My first thought is to use the XElement.Load Method (TextReader) in combination with an instance of the FileStream Class.
QUESTION: will this work, and is this the right way to approach the problem of searching a very large XML file?
Note: high performance isn't required.. i'm trying to get linq to xml to basically do the work of the program i could write that loops through every line of my big file and gathers up, but since linq is "loop centric" I'd expect this to be possible....
Using XElement.Load will load the whole file into the memory. Instead, use XmlReader with the XNode.ReadFrom function, where you can selectively load notes found by XmlReader with XElement for further processing, if you need to.
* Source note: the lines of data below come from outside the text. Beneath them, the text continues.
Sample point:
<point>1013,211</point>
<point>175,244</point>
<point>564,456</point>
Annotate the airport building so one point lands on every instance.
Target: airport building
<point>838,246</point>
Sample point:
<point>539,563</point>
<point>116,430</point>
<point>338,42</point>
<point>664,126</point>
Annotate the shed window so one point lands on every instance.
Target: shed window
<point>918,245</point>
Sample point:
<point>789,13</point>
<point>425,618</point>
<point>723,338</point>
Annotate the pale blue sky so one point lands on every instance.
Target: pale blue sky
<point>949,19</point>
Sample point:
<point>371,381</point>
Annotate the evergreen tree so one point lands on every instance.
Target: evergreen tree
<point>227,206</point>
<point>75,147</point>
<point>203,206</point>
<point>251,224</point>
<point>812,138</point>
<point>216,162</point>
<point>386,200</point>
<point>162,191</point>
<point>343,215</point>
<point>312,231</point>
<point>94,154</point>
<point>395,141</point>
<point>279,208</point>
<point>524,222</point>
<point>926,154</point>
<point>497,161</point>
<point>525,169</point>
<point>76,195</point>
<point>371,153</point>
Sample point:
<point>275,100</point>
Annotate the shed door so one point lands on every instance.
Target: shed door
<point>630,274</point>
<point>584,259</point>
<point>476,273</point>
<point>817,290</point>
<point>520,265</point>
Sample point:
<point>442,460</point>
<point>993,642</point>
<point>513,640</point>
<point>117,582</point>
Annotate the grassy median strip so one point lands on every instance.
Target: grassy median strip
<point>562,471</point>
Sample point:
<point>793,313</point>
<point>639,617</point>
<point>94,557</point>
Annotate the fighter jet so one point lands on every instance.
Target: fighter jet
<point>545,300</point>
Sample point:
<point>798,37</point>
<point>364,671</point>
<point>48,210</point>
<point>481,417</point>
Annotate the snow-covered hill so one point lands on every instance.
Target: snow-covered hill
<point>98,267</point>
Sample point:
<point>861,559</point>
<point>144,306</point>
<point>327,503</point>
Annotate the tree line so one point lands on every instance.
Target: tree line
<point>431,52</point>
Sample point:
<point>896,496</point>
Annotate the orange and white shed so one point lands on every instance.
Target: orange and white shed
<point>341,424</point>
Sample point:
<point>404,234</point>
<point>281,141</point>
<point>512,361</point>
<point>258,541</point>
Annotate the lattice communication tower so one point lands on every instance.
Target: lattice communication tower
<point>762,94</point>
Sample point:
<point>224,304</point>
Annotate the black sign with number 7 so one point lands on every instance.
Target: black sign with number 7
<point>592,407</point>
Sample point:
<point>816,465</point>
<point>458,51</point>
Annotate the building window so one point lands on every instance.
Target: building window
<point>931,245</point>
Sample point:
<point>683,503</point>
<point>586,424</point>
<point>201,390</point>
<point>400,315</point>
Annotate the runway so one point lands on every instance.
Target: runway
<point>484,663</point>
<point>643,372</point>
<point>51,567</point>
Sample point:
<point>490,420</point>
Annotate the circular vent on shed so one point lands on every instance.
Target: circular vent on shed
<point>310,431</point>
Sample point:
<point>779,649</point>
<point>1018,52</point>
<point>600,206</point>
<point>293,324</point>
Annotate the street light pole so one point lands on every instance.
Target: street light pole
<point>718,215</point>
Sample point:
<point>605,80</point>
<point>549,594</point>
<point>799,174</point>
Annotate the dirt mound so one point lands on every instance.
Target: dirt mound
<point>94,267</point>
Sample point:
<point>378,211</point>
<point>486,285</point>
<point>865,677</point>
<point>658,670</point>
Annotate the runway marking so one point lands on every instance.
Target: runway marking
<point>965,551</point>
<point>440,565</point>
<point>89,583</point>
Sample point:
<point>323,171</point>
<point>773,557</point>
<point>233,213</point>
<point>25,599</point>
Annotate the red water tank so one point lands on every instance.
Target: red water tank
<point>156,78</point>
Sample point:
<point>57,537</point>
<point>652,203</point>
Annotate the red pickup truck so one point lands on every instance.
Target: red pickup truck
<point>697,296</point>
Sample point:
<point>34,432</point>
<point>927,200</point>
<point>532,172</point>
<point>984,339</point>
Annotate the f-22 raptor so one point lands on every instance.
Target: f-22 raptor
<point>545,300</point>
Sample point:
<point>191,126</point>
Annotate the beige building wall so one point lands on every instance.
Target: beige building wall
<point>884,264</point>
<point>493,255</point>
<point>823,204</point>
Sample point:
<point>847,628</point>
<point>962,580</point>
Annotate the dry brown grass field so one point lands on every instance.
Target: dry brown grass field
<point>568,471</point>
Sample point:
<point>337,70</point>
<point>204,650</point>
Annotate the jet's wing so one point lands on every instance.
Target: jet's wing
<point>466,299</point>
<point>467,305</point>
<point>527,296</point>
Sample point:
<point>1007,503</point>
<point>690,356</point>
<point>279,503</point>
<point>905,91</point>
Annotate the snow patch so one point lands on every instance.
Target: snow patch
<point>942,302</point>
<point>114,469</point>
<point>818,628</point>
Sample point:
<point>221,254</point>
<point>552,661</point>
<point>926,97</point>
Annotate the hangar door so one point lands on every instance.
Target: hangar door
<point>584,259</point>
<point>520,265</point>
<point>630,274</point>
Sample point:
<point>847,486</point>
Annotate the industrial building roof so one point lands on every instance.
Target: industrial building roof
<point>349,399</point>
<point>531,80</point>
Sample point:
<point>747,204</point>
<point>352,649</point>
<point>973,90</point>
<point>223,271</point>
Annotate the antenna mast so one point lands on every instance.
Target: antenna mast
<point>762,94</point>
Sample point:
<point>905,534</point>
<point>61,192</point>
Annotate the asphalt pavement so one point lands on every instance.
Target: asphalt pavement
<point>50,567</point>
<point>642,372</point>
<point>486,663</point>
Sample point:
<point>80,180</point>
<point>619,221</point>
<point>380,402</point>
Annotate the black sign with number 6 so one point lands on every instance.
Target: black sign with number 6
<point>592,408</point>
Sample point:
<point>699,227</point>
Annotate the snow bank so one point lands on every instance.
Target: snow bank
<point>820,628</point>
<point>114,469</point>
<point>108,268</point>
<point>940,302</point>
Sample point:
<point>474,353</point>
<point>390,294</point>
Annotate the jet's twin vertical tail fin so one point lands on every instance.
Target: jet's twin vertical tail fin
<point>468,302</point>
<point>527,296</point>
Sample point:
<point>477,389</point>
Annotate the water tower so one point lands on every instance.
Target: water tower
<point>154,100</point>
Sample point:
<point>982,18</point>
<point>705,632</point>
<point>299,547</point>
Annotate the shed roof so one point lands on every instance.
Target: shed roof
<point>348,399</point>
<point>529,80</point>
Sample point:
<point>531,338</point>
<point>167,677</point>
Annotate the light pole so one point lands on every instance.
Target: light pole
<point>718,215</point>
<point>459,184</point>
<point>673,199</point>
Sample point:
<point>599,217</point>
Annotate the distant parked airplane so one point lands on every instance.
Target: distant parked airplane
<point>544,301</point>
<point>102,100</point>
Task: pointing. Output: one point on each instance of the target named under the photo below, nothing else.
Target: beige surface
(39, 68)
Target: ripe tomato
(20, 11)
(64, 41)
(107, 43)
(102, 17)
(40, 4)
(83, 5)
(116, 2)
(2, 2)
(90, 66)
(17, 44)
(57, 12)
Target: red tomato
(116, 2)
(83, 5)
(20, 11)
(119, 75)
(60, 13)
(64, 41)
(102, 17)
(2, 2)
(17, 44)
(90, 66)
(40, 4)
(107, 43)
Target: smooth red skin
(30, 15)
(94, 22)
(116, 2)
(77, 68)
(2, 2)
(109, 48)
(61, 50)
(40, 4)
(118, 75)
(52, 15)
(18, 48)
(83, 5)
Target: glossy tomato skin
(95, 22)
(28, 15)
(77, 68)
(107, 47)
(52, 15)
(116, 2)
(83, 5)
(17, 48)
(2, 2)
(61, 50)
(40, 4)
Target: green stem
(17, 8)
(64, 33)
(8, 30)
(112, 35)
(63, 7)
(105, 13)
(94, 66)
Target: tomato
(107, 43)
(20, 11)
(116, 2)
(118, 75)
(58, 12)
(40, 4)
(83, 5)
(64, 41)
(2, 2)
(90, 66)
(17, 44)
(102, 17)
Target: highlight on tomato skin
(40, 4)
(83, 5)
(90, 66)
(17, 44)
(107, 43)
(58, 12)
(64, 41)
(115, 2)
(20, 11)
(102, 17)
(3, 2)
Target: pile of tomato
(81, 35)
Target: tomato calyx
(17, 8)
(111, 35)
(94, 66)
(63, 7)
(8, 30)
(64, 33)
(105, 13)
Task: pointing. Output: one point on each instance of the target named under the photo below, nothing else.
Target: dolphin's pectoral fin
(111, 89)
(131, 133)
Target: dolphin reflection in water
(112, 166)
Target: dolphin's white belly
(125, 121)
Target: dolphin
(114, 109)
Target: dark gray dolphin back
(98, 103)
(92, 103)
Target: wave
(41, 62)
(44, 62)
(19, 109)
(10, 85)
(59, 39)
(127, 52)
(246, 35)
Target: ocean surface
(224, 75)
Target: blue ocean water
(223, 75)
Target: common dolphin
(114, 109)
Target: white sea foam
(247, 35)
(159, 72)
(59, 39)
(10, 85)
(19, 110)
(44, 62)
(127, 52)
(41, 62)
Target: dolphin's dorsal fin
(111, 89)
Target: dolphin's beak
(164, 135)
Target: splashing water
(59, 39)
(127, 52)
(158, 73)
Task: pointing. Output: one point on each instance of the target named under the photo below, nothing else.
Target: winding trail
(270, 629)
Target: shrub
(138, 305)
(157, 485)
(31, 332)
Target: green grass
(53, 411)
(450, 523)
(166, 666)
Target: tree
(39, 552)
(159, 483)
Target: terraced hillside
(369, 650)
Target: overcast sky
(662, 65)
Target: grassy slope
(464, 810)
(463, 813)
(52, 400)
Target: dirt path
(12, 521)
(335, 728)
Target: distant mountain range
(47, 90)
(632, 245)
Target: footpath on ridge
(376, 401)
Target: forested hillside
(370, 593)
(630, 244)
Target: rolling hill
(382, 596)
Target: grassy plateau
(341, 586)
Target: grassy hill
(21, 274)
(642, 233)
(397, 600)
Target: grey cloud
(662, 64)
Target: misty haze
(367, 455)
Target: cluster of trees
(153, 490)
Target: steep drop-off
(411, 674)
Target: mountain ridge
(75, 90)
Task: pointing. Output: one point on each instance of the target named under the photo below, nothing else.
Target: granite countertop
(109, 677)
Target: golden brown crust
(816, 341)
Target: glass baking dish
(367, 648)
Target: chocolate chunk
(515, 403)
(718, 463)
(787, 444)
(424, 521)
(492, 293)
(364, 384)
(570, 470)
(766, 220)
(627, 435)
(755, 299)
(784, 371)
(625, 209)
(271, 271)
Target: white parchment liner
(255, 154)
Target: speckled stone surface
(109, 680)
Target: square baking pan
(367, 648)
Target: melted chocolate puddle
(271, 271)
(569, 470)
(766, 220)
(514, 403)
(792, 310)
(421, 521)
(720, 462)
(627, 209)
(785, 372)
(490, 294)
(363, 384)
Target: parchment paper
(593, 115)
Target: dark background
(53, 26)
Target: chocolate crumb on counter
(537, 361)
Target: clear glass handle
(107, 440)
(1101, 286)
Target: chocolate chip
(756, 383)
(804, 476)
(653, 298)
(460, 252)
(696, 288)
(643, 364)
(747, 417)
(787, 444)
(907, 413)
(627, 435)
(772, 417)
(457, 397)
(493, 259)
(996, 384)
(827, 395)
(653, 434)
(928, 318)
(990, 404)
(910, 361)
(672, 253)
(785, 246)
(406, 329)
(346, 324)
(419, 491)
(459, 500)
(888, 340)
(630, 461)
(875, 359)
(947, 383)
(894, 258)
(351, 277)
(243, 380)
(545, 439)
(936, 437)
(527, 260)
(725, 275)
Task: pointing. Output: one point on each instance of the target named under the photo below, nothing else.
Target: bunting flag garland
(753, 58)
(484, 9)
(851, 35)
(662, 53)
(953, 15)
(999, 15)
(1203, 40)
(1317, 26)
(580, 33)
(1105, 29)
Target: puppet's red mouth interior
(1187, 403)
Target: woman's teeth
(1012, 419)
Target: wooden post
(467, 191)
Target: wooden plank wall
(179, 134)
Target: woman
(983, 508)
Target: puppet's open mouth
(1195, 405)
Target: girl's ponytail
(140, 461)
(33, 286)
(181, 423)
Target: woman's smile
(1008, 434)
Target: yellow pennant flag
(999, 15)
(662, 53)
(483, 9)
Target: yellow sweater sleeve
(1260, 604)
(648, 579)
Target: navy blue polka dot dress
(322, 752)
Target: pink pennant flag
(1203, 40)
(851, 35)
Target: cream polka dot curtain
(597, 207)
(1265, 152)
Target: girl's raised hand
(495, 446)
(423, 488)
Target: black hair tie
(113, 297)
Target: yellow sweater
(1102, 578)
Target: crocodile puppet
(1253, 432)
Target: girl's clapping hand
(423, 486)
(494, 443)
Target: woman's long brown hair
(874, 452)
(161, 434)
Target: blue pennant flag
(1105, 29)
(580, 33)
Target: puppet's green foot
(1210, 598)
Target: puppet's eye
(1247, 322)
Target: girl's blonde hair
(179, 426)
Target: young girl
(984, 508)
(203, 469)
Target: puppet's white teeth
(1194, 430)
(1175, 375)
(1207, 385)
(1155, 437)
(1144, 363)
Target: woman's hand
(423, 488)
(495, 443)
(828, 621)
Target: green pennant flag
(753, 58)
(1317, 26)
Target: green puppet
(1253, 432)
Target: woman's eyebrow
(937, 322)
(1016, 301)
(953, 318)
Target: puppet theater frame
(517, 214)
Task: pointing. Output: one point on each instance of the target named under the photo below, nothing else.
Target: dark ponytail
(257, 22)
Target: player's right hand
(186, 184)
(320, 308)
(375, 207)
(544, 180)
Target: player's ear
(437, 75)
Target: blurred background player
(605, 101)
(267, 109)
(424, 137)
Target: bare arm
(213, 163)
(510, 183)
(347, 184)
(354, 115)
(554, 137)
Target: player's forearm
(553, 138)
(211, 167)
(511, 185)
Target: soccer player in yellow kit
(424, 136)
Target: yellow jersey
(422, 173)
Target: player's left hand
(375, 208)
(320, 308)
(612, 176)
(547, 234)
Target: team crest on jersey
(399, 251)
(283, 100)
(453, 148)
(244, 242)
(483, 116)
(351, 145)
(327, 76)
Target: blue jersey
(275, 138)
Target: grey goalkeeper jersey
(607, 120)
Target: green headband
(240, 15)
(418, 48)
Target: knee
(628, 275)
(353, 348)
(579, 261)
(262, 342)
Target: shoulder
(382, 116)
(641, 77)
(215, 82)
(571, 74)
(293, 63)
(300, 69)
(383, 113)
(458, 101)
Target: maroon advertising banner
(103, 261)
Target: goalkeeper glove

MSDN has a very good example doing just that: http://msdn.microsoft.com/en-us/library/system.xml.linq.xnode.readfrom.aspx
If you just need to search the xml document, XmlReader alone will suffice and will not load the whole document into the memory.
Gabriel,
Dude, this isn't exactly answering your ACTUAL question (How to read big xml docs using linq) but you might want to checkout my old question What's the best way to parse big XML documents in C-Sharp. The last "answer" (timewise) was a "note to self" on what ACTUALLY WORKED. It turns out that a hybrid document-XmlReader & doclet-XmlSerializer is fast (enough) AND flexible.
BUT note that I was dealing with docs upto only 150MB. If you REALLY have to handle docs as big as 8GB? then I guess you're likely to encounter all sorts of problems; including issues with the O/S's LARGE_FILE (>2GB) handling... in which case I strongly suggest you keep things as-primitive-as-possible... and XmlReader is as primitive as possible (and THE fastest according to my testing) XML-parser available in the Microsoft namespace.
Also: I've just noticed a belated comment in my old thread suggesting that I check out VTD-XML... I had a quick look at it just now... It "looks promising", even if the author seems to have contracted a terminal case of FIGJAM. He claims it'll handle docs of upto 256GB; to which I reply "Yeah, have you TESTED it? In WHAT environment?" It sounds like it should work though... I've used this same technique to implement "hyperlinks" in a textual help-system; back before HTML.
Anyway good luck with this, and your overall project. Cheers. Keith.
I realize that this answer might be considered non-responsive and possibly annoying, but I would say that if you have an XML file which is 8GB, then at least some of what you are trying to do in XML should be done by the file system or database.
If you have huge chunks of text in that file, you could store them as individual files and store the metadata and the filenames separately. If you don't, you must have many levels of structured data, probably with a lot of repetition of the structures. If you can decide what is considered an individual 'record' which can be stored as a smaller XML file or in a column of a database, then you can structure your database based on the levels of nesting above that. XML is great for small and dirty, it's also good for quite unstructured data since it is self-structuring. But if you have 8GB of data which you are going to do something meaningful with, you must (usually) be able to count on some predictable structure somewhere in it.
Storing XML (or JSON) in a database, and querying and searching both for XML records, and within the XML is well supported nowadays both by SQL stuff and by the NoSQL paradigm.
Of course you might not have the choice of not using XML files this big, or you might have some situation where they are really the best solution. But for some people reading this it could be helpful to look at this alternative.